Vista desde lejos, como a la altura de un pretil malhumorado o de un funcionario de Burgos, Málaga bien podría ser la ciudad media a la que timó Carmen Thyssen y en la que casi todo funciona despiadadamente mal salvo el aeropuerto y el metro. Después de las innúmeras vejaciones y humillaciones a las que diariamente te somete el transporte público -lo de viajar del centro a El Cónsul en autobús de la EMT es como para despedirte previamente de toda la familia-, la calidad, limpieza y el buen temperamento de la que hace gala el llamado suburbano es para llorar de júbilo. Aquello, tan caro en esta tierra, de que las cosas vayan bien y que, además, lo hagan a su hora y rigurosamente. Una semana viajando en metro te hace sentir una especie de potentado nórdico: casi más alto y más ciudadano. Se sale de ahí con ganas de extravagancias totalmente en desuso en la localidad como cederle el paso a los ancianos o llevar calzado de adulto.

Pocas sensaciones locomotrices confortan más en Málaga que ver partir un tren y sentarse a esperar tranquilamente con la seguridad de que vendrá otro en poco tiempo. Desde que el metro llegó a la ciudad lo de correr detrás del autobus con las bolsas de la compra me parece una actividad cruda y del siglo XIX; no hay necesidad, ni derecho, a hacerle algo así a los contribuyentes. Tiene el metro, todavía bisoño, un aire de civilización en sus primeros compases que casi parece mimetizar al malagueño. La gente habla más bajo, aguarda sin atropellar y hasta da las gracias al prójimo. En una ocasión uno de los muchos vigilantes de seguridad que acompañan el trayecto se acercó a un pasajero para pedirle que bajara el volumen del reproductor de su móvil, que emitía, dicho de sea de paso, una de esas tonadas babeantes con las que sistemáticamente martillea el verano.
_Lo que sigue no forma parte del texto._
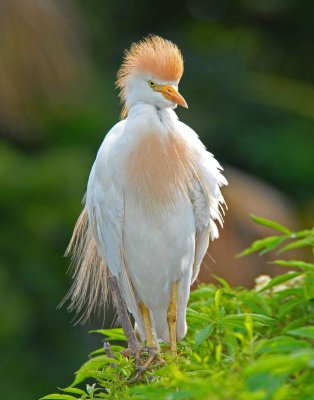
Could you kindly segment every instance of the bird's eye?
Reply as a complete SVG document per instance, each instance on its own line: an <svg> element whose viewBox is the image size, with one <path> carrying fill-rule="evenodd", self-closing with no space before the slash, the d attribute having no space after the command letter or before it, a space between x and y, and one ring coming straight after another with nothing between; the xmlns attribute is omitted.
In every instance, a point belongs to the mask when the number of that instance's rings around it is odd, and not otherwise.
<svg viewBox="0 0 314 400"><path fill-rule="evenodd" d="M152 81L148 81L148 84L149 84L149 86L150 86L151 88L154 88L154 87L155 87L155 84L154 84L154 82L152 82Z"/></svg>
No di crédito. Para alguien que está convencido de que la próxima lucha duradera de clases será entre los que usan el palo del selfie y los que no nada me puede parecer más virtuoso. Estuve a punto de ponerme a aplaudir y abrazarle.

Viendo cómo se las gasta el metro resulta todavía más incompresible el babilónico empeño puesto por el alcalde y la Junta de Andalucía en evitar a toda costa que se construyera. Sólo faltó ver a Susana Díaz de madrugada robando el cobre y al alcalde mezclando los planos a conciencia con los del auditorio. «Hemos trabajado con coordinación y responsabilidad institucional», se dijo en la inauguración. La risas se escucharon hasta en Estonia. De hecho, ni siquiera se descarta que haya técnicos de ambas administraciones que continúen en tratamiento. Cuando el trazado se prolongue hacia el Este, Málaga logrará salir de su ensimismamiento y logrará la proeza interna de estar bien comunicada. Lástima que ninguno de nosotros vayamos a estar ahí para verlo. Puede que hasta De la Torre ya no esté en el cargo y se paseé por las paradas leyendo a Herodoto y contándole a las nuevas generaciones lo de las ventajas y desventajas-primero lo uno y luego lo otro- de discurrir en superficie.